MPs call for research data to be fully disclosed
A report has been published that suggests changes to the peer review system
Researchers should be forced to fully disclose data and evidence during the peer-review process for UK research, according to a report from The Science and Technology Committee.
This will better protect the integrity of UK research, said the report.
Peer review is the process by which experts review new research and establish whether or not it is suitable for release to a wider readership.
"Although it is not the role of peer review to police research and integrity and identity fraud or misconduct, it does, on occasion, identify suspicious cases," said Andrew Miller MP, chair of the Committee.
"While there is guidance in place for journal editors when ethical misconduct is suspected, we found the general oversight of research integrity in the UK to be unsatisfactory and complacent."
The investigation into the peer-review process by the Science and Technology Committee followed the alleged attempts made by scientists at the Climatic Research Unit (CRU) at the University of East Anglia to deliberately manipulate climate data so that it supported its global warming claims.
In addition, several media reports claimed that CRU attempted to abuse the process of peer review to prevent the publication of research papers with conflicting opinions about climate change.
Investigations cleared the scientists involved of any fraud or misconduct. However, the report suggests that data should be fully disclosed throughout the peer review process in a bid to support decisions to publish research.
The peer-review report states the following: "The best way to ensure that test results are verified would be for scientists to register their detailed experimental protocols before starting their research and disclose full results and data when the research is done.
"Currently, results are often selectively reported, emphasising the most exciting among them and outsiders frequently do not have access to the information they might need to replicate studies. Journals and funding agencies should strongly encourage full public availability of all data and analytical methods for each published paper."
However, despite this recommendation, the report also says that making data available and open isn't always economically feasible and could prove to be a challenge for research bodies.
Sir Mark Walport from the Wellcome Trust provided information for the report, but argued that there are "major costs" involved with making data available and added that the "costs of storing the data may in the future exceed the costs of generating it".
Dr Philip Campbell, from publishing group Nature, also contributed to the investigation and provided an example of the potential costs involved in making data, software and codes available:
"I was talking to a researcher the other day and he had been asked to make his code accessible. He had to go to the Department of Energy for a grant to make it so," he said.

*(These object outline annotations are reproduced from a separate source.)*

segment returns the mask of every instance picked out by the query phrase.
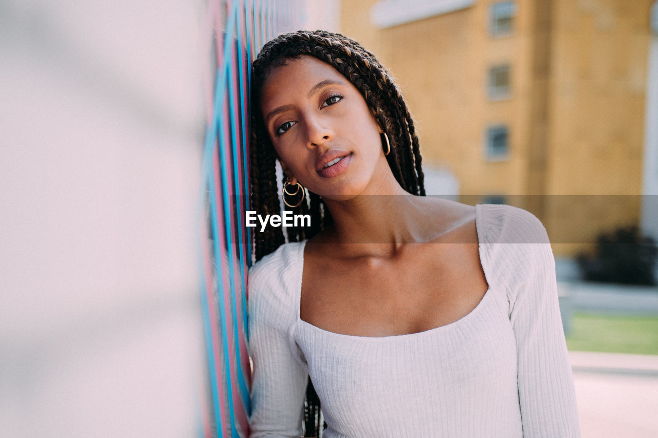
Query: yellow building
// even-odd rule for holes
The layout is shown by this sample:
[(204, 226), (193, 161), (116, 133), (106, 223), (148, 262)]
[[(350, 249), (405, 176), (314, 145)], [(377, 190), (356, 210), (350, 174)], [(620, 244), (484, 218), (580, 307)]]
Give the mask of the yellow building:
[(653, 3), (343, 0), (340, 28), (397, 78), (424, 166), (463, 201), (528, 208), (552, 241), (582, 243), (640, 220)]

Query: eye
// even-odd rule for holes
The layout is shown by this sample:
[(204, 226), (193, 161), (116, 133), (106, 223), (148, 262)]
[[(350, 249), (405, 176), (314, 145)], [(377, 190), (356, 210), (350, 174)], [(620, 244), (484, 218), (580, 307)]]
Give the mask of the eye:
[(338, 101), (340, 101), (340, 99), (343, 99), (343, 97), (345, 97), (345, 96), (342, 96), (340, 94), (334, 94), (333, 96), (330, 96), (322, 103), (321, 108), (332, 105), (334, 103), (338, 103)]
[(292, 128), (292, 126), (294, 125), (295, 123), (297, 122), (286, 122), (286, 123), (279, 126), (279, 127), (276, 128), (276, 132), (275, 133), (276, 135), (280, 135), (281, 134), (284, 134), (286, 131)]

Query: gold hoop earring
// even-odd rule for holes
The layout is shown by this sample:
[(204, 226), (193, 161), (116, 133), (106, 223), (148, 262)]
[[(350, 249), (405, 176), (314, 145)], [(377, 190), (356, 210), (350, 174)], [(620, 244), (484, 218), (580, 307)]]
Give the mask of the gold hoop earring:
[[(304, 196), (305, 196), (304, 195), (304, 187), (301, 184), (300, 184), (299, 182), (297, 182), (297, 184), (296, 184), (296, 185), (297, 185), (297, 190), (295, 191), (295, 193), (291, 193), (290, 192), (289, 192), (288, 191), (287, 191), (286, 189), (288, 187), (288, 185), (291, 185), (292, 184), (290, 183), (290, 181), (286, 181), (284, 183), (284, 188), (281, 191), (281, 197), (283, 198), (284, 203), (286, 204), (286, 205), (288, 205), (289, 207), (291, 207), (291, 208), (295, 208), (296, 207), (299, 207), (300, 205), (301, 205), (301, 203), (304, 201)], [(301, 189), (301, 199), (299, 199), (299, 202), (298, 202), (297, 204), (295, 204), (294, 205), (292, 205), (292, 204), (288, 204), (288, 201), (286, 201), (286, 195), (288, 195), (288, 196), (294, 196), (294, 195), (297, 195), (297, 193), (299, 193), (299, 189)]]
[(388, 155), (391, 153), (391, 143), (388, 142), (388, 135), (386, 135), (386, 133), (382, 131), (382, 132), (380, 133), (380, 135), (381, 135), (382, 134), (384, 134), (384, 138), (386, 139), (386, 151), (384, 153), (384, 155)]

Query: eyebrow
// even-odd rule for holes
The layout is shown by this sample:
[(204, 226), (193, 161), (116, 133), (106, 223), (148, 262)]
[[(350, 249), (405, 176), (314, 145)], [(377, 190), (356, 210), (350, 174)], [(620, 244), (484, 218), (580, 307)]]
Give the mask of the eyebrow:
[[(334, 80), (333, 79), (325, 79), (324, 81), (320, 81), (318, 82), (309, 90), (309, 93), (307, 95), (311, 97), (313, 94), (317, 92), (318, 89), (322, 87), (328, 85), (343, 85), (342, 82)], [(274, 116), (276, 116), (280, 112), (283, 112), (284, 111), (287, 111), (292, 107), (291, 105), (282, 105), (281, 107), (277, 107), (274, 109), (272, 110), (267, 114), (267, 116), (265, 117), (265, 122), (268, 123), (270, 119)]]

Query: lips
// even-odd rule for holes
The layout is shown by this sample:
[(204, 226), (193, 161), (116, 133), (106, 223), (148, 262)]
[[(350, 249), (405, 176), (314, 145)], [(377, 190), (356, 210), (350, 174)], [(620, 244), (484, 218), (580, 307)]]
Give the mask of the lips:
[(347, 151), (329, 151), (318, 157), (315, 162), (315, 170), (320, 176), (332, 178), (347, 168), (351, 157), (351, 153)]

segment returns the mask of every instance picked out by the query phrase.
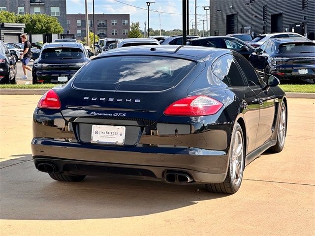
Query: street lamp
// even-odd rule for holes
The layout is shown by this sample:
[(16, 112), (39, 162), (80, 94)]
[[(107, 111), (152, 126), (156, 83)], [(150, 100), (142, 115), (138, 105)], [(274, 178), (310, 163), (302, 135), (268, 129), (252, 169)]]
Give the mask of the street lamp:
[(210, 9), (210, 6), (203, 6), (203, 9), (206, 10), (206, 25), (207, 29), (207, 36), (208, 36), (208, 10)]
[(150, 4), (151, 3), (155, 3), (154, 1), (147, 1), (147, 5), (148, 6), (148, 37), (150, 36), (150, 32), (149, 32), (149, 30), (150, 29), (149, 27), (149, 12), (150, 10), (149, 10), (149, 7), (150, 6)]
[(154, 11), (156, 11), (158, 13), (158, 17), (159, 17), (159, 35), (161, 35), (161, 14), (157, 10), (153, 10)]

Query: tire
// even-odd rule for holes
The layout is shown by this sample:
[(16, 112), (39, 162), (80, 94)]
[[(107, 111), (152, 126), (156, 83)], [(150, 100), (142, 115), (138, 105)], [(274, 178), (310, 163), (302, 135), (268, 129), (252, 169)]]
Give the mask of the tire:
[(267, 75), (268, 74), (270, 74), (270, 68), (269, 65), (267, 65), (266, 67), (265, 67), (265, 70), (264, 71), (264, 74), (265, 75), (264, 81), (265, 82), (267, 82)]
[(279, 117), (278, 133), (277, 134), (277, 143), (270, 148), (270, 150), (273, 152), (280, 152), (284, 149), (285, 136), (286, 135), (286, 108), (283, 102), (281, 104), (281, 111)]
[(240, 124), (236, 123), (231, 140), (228, 169), (225, 179), (222, 183), (206, 184), (208, 191), (233, 194), (239, 189), (244, 170), (245, 149), (244, 140), (242, 127)]
[(48, 173), (49, 176), (55, 180), (65, 182), (79, 182), (83, 180), (86, 176), (70, 176), (64, 174)]

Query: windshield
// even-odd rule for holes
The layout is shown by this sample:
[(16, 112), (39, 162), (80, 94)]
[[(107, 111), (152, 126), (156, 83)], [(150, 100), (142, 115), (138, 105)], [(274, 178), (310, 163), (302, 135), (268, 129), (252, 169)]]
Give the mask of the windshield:
[(265, 35), (259, 35), (257, 36), (256, 38), (254, 38), (251, 41), (251, 43), (256, 43), (258, 41), (260, 41), (261, 39), (266, 37)]
[(41, 54), (42, 59), (81, 59), (83, 58), (83, 52), (77, 48), (46, 48)]
[(194, 67), (190, 60), (149, 56), (124, 56), (90, 61), (73, 81), (77, 88), (160, 91), (178, 84)]
[(315, 53), (315, 44), (313, 43), (290, 43), (279, 46), (279, 51), (283, 54)]
[(251, 35), (247, 34), (235, 35), (232, 36), (232, 37), (238, 38), (245, 42), (250, 42), (252, 39)]

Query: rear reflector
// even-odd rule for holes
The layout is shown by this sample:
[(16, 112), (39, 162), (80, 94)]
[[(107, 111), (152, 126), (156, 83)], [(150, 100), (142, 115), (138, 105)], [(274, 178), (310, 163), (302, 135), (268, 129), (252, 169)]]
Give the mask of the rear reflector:
[(206, 96), (193, 96), (179, 100), (164, 111), (167, 116), (199, 116), (214, 115), (223, 106), (219, 101)]
[(60, 109), (61, 103), (59, 97), (55, 91), (50, 89), (41, 97), (37, 104), (37, 107), (48, 109)]

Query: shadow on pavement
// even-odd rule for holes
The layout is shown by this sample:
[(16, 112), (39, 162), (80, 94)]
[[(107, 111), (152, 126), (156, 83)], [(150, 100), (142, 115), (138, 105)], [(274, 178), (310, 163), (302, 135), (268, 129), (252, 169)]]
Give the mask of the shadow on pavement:
[[(0, 170), (1, 219), (61, 220), (145, 215), (229, 196), (209, 193), (203, 184), (175, 185), (91, 176), (79, 182), (57, 181), (35, 168), (32, 155), (14, 156), (20, 157), (2, 162), (10, 163), (7, 166), (3, 163), (5, 167)], [(18, 163), (11, 165), (12, 161)]]

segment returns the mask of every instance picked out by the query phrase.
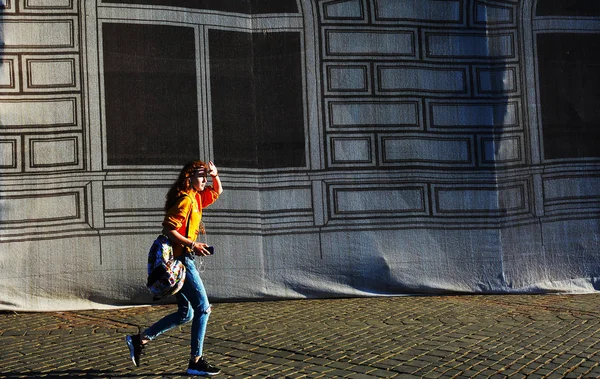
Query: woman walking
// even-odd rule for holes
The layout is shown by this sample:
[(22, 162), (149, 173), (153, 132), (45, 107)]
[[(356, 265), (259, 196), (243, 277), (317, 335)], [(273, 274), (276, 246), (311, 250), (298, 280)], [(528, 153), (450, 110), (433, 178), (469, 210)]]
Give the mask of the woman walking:
[[(207, 186), (207, 175), (212, 186)], [(140, 365), (140, 355), (146, 344), (164, 332), (192, 321), (191, 357), (187, 373), (190, 375), (216, 375), (220, 370), (204, 359), (203, 345), (206, 325), (211, 311), (202, 279), (194, 265), (194, 255), (206, 256), (210, 252), (204, 242), (196, 242), (202, 228), (202, 209), (211, 205), (223, 192), (219, 172), (213, 162), (202, 161), (186, 164), (177, 181), (167, 193), (166, 215), (162, 234), (173, 246), (173, 256), (186, 268), (186, 277), (181, 290), (175, 295), (177, 311), (165, 316), (154, 325), (137, 335), (125, 338), (131, 359)]]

"He was asking for $300,000, which was the cost of making that code completely accessible and usable by others. In that particular case the grant was not given. It is a big challenge in computer software and we need to do better than we are doing".
Dr Malcolm Read, executive security for digital technology promoters JISC, explained why research bodies may find it difficult to make code available.
"If you are talking about stuff running on so-called super-computers, you have to know quite a lot about the machine and the environment it is running on," said Read.
"It is very difficult to run some of those top-end computer applications, even if, of course, they are prepared to make their code available".